French Prime Minister Gabriel Attal’s claim that the EU migration pact will mean illegal migrants will be transferred to Central Europe and will not go to France, has caused uproar on the Polish right.
“The migration pact introduces solidarity. We managed to force eastern countries to sign a document according to which they either accept migrants or pay,” said Attal during a television debate.
The leader of the Polish conservative Law and Justice (PiS), Jarosław Kaczyński, told the Polish Press Agency (PAP) over the weekend that his party would be calling for an emergency meeting of the Polish parliament to consider the remarks made by France’s Attal during a television debate.
Attal claimed that the French provinces are safe from being allocated migrants covered by the EU migration pact, as the migrants will in the first instance be sent to Central and Eastern Europe. Kaczyński contrasted Attal’s statement with Polish Prime Minister Donald Tusk’s claim that the migration pact will not affect Poland because it has taken in hundreds of thousands of Ukrainian refugees.
“It seems that Tusk once again is saying one thing in the EU and another in Poland,” said Kaczyński.
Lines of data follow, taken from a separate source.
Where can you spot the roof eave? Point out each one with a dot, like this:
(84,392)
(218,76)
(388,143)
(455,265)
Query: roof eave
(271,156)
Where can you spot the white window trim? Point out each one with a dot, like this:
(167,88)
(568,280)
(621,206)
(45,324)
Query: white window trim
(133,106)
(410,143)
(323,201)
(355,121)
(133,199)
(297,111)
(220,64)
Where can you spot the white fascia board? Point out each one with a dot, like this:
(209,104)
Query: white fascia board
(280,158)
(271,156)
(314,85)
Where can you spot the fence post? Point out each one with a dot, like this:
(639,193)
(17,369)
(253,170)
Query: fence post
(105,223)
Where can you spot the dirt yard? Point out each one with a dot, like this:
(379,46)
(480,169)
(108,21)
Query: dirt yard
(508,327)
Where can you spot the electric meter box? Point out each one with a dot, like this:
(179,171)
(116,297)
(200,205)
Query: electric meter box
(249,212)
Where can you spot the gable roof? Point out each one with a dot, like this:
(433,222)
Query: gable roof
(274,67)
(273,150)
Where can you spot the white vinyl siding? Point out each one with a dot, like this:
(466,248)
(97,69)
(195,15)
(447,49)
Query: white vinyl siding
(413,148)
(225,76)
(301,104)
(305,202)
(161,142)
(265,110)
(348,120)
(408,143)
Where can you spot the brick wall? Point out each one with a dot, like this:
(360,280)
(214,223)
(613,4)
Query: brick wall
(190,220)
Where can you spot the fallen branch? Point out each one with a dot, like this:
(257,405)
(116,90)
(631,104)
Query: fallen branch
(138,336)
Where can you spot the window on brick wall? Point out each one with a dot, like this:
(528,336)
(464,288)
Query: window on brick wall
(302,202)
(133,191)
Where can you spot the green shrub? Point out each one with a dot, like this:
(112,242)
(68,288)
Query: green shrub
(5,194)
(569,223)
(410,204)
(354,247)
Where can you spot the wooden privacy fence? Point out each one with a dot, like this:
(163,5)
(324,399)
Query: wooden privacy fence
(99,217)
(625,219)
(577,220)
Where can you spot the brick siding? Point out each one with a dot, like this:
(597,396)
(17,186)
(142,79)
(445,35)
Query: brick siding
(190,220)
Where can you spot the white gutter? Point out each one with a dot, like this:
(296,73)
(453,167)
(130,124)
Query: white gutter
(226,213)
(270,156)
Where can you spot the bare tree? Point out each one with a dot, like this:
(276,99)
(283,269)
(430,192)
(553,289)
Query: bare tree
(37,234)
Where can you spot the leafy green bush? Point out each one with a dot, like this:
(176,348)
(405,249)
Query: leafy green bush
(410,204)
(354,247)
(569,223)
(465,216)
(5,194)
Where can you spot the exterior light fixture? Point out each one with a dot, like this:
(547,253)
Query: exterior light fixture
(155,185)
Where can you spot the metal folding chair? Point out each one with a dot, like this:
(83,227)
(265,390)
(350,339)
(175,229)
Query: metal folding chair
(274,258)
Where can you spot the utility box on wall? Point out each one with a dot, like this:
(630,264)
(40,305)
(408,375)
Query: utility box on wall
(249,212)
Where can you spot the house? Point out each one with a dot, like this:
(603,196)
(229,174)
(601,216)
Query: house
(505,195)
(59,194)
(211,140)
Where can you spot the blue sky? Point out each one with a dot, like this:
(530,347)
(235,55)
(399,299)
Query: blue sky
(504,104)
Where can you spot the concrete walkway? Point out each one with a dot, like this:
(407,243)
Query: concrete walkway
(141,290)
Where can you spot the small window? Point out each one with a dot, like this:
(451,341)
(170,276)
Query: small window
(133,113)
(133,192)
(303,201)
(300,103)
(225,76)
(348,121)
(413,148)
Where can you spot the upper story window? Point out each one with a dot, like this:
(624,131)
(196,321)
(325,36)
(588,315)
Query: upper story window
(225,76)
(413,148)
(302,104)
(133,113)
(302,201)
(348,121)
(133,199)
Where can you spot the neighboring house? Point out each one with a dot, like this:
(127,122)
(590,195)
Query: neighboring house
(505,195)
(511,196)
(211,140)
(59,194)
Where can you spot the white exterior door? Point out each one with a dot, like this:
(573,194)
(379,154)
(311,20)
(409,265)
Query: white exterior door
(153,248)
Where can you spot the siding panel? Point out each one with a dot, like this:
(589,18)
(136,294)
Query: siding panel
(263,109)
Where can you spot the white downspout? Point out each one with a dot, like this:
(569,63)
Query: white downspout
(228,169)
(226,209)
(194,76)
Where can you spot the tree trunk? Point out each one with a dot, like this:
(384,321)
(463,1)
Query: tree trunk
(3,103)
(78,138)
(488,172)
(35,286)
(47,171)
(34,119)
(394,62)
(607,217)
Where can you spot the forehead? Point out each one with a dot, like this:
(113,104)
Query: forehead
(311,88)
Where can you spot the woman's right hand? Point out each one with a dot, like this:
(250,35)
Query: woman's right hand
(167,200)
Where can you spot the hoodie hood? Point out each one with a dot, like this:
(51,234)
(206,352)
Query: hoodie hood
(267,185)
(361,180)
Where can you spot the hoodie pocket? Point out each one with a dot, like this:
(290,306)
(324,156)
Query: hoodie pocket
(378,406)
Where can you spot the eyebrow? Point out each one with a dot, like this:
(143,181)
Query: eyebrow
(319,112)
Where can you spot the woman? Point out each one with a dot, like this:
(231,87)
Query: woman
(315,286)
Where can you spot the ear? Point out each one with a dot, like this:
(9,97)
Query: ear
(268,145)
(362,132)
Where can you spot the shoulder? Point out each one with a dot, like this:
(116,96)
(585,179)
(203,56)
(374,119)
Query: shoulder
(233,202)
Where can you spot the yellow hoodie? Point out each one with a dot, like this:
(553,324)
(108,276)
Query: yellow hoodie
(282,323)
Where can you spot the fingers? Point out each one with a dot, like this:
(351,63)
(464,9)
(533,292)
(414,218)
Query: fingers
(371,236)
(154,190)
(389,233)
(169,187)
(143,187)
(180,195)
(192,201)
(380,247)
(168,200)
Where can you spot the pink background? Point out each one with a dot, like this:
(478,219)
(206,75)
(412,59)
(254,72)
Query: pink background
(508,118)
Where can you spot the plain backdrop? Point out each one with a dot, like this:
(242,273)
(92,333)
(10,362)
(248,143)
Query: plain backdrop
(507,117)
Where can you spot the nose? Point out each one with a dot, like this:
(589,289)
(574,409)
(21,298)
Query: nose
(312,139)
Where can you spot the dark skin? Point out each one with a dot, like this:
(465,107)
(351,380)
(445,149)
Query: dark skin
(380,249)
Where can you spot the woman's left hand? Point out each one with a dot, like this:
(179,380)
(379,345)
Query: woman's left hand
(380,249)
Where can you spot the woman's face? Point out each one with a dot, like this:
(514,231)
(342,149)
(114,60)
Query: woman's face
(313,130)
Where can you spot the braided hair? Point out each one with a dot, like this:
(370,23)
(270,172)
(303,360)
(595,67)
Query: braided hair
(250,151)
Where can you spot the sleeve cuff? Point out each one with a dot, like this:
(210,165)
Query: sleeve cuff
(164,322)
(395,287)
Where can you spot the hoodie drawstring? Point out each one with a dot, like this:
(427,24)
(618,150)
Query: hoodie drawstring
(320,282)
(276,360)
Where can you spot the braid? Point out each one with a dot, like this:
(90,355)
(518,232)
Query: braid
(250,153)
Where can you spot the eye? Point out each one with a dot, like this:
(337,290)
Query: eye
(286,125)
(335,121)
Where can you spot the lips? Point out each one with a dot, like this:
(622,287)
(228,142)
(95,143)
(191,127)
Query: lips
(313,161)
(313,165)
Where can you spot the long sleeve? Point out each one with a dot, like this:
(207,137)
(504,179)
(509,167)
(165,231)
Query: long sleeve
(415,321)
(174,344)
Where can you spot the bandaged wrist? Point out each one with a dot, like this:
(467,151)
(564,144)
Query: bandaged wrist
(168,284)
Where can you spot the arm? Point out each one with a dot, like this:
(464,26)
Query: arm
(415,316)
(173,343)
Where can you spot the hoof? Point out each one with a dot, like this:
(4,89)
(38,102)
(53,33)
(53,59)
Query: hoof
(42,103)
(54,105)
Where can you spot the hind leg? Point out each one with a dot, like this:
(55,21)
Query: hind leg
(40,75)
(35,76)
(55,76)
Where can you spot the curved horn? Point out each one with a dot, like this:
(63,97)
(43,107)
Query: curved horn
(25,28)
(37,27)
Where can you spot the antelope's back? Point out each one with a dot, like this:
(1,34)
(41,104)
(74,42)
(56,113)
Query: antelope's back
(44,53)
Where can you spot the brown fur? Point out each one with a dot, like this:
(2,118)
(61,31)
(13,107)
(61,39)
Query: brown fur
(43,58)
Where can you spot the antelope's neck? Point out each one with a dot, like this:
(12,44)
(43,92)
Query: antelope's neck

Conservatives in countries like Hungary and Poland have long warned that the EU’s recently passed migration pact was a ploy to transfer unwanted migrants to countries like Poland and Hungary, despite the West claiming that more migration and diversity was always a good thing and a source of “strength.”
Kaczyński said the parliamentary session on the EU migration pact should receive detailed information from PM Tusk with regard to the circumstances in which his government had failed to block the EU migration pact on the reallocation of migrants entering EU states.
Senior PiS MEP Jacek Saryusz-Wolski told independent television channel TV Republika that the migration pact will act as “a pump for migrants from Africa” and the Middle East who will see the pact as an invitation to come to Europe.
Saryusz-Wolski reminded that EU Commissioner for Home Affairs Ylva Johansson has admitted that Europe needs to have 4.5 million migrants coming every single year “to bridge the demographic gap, change society and provide the left with future voters.”
The Polish government did vote against the EU migration pact at a session of the Council of the European Union, the body in which decisions are made by qualified majority. Kaczyński and PiS have consistently argued that the decision on the pact should be made by the European Council, at which all decisions must be unanimous. In the Council of the European Union, Poland, Hungary and Slovakia voted against the migration pact, which will introduce migrant quotas, but the new law carried the day as most EU states backed it.
The most controversial aspect of the EU migration pact is the provision that should member states refuse to take their share of the reallocated migrants, they will have to pay up to €23,000 for every migrant refused.